Las redes sociales como alternativa

El fenómeno de las redes sociales ha contribuido en una medida inimaginable a la distribución de un contenido sensible que la legislación vigente no cataloga de pornografía infantil pero que muestra a niñas en ropa apretada y trajes de baño, algo irreverente en apariencia. Si algunas de estas niñas pueden posar para marcas de ropa o de bañadores, pase, pero otras (y también algunas de las que posan para ciertas marcas de ropa) se limitan a subir contenido a sus perfiles privados de Telegram, donde cobran suscripciones o álbumes de fotos con la excusa de que posan para tener un “portafolio” que disponen para las agencias de modelos. En Instagram también pueden encontrarse perfiles de menores procedentes del Este de Europa (sobre todo de Rusia y Ucrania) que empezaron siendo niñas con un sueño inducido por sus progenitores y que lentamente degeneraron en historias como la de Victoria.
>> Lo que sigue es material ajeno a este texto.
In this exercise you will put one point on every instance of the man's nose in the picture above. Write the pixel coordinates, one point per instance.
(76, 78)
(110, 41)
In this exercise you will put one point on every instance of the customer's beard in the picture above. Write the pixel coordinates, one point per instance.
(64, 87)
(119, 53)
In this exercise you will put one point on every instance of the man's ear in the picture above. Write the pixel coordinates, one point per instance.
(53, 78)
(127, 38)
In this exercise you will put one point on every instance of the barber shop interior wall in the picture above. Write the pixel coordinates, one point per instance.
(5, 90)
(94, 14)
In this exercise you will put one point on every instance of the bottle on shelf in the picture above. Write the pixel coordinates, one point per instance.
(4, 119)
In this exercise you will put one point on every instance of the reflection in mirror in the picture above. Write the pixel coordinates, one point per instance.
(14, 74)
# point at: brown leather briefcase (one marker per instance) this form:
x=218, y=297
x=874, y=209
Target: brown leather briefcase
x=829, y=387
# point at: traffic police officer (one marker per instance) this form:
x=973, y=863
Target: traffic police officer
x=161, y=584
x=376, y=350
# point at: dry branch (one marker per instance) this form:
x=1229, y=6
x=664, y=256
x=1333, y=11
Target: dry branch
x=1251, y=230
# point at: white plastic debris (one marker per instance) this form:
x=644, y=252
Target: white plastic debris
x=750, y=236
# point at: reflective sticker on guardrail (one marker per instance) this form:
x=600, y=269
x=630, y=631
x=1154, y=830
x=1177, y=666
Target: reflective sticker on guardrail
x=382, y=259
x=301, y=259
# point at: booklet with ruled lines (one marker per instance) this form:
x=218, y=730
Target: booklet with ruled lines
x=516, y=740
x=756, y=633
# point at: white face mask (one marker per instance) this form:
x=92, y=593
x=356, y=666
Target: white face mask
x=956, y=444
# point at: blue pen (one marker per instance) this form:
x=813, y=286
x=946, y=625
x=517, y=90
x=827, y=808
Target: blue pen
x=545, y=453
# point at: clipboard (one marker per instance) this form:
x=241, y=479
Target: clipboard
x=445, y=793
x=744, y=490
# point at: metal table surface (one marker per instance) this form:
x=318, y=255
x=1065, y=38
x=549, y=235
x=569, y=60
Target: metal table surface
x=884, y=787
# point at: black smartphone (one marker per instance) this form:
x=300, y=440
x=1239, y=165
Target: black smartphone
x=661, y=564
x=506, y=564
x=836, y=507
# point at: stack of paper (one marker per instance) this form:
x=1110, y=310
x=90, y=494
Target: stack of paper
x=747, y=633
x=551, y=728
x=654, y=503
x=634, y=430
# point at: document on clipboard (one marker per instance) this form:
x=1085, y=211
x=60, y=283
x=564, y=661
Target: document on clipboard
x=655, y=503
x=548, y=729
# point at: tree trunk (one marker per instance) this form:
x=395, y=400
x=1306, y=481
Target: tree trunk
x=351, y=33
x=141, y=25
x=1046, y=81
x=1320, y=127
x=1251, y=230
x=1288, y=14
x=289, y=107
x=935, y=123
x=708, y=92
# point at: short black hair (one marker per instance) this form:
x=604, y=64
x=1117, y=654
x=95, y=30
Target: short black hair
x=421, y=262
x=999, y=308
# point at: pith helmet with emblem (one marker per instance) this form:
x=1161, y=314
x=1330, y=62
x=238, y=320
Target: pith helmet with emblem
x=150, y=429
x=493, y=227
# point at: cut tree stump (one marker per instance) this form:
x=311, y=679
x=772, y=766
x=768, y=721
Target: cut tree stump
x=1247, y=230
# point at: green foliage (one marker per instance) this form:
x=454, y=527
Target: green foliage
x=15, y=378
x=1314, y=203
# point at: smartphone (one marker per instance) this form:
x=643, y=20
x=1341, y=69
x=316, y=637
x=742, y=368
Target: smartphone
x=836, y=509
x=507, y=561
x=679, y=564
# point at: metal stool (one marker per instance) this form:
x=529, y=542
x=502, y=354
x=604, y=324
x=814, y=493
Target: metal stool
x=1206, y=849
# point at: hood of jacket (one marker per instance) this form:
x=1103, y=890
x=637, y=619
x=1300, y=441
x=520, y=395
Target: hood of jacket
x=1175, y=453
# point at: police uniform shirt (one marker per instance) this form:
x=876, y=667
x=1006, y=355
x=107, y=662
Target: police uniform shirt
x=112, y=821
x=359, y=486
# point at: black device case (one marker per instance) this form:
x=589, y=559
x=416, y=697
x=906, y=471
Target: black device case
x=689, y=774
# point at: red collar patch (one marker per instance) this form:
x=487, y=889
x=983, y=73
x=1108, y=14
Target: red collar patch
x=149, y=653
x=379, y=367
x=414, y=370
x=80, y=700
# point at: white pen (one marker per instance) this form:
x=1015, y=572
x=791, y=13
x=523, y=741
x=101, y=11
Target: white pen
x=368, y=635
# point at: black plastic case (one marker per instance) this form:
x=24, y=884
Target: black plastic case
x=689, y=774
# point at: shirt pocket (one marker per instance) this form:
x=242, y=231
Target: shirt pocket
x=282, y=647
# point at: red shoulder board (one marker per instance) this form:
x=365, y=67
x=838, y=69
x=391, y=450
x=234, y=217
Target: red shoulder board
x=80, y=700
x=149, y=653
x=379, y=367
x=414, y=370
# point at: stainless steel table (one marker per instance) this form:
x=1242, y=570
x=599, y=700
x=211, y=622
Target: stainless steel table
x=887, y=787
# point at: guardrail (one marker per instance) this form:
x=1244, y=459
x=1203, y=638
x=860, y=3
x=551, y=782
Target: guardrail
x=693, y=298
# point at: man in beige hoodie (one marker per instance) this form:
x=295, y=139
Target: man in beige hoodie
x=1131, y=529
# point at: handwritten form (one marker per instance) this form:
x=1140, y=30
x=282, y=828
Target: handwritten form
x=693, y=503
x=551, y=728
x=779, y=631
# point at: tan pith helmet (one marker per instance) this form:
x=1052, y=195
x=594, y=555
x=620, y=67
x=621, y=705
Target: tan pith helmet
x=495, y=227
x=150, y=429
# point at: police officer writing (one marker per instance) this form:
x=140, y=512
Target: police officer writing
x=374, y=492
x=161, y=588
Victoria era una niña muy mona que tenía muchos likes en las fotos que subía su madre en Instagram, tantos likes que la madre vio dinero, y la madre buscó dinero de la forma más sucia posible: erotizando el cuerpo de su hija en una cuenta de Instagram a la que todavía hoy puede accederse. Victoria, que empezó absolutamente ignorante a todo esto, moldeó su vida en torno a esas fotografías aparentemente de moda y que eran cada vez eran más sugerentes y que terminaron por degenerarle a ella. Nunca ha posado desnuda en su cuenta de Instagram, aunque se repetían las fotos con ropa interior y con bikinis sugerentes. No pasaron muchos años desde que alcanzó la fama hasta que empezaran a circular por canales alternativos las imágenes de la ignominia: Victoria desnuda con la boca abierta, las piernas abiertas. Aparentemente perdida. Ucraniana, de Járkov, al alcanzar la mayoría de edad en 2021 comenzó a prostituirse oficialmente en la ciudad y desde entonces tuvo que huir porque empezaron a bombardear los rusos. Ahora es una conocida escort que opera en Turquía y en el este de Europa y que ocasionalmente filma contenido pornográfico amateur.

TikTok es también una red social habitualmente utilizada por menores de edad donde, sin saberlo, son sexualizadas por usuarios al otro lado de la pantalla, mientras que Twitter tiene una política más restrictiva con este tipo de contenido, aunque uno se pregunta por cuanto tiempo. La ley es laxa con el pedófilo. Se crea perfiles falsos de Instagram y comenta lenguas de fuego en el perfil de Victoria, pensándose que su pecado no hace daño a nadie, congratulándose al menos por no ser de los que cogen un avión a Camboya. Pero hacen daño, no cabe duda. Tanto daño como los violadores en África, son igual de malos que el salvaje de Lardero. Hacen daño. Mucho más de lo que les castiga la ley a ellos.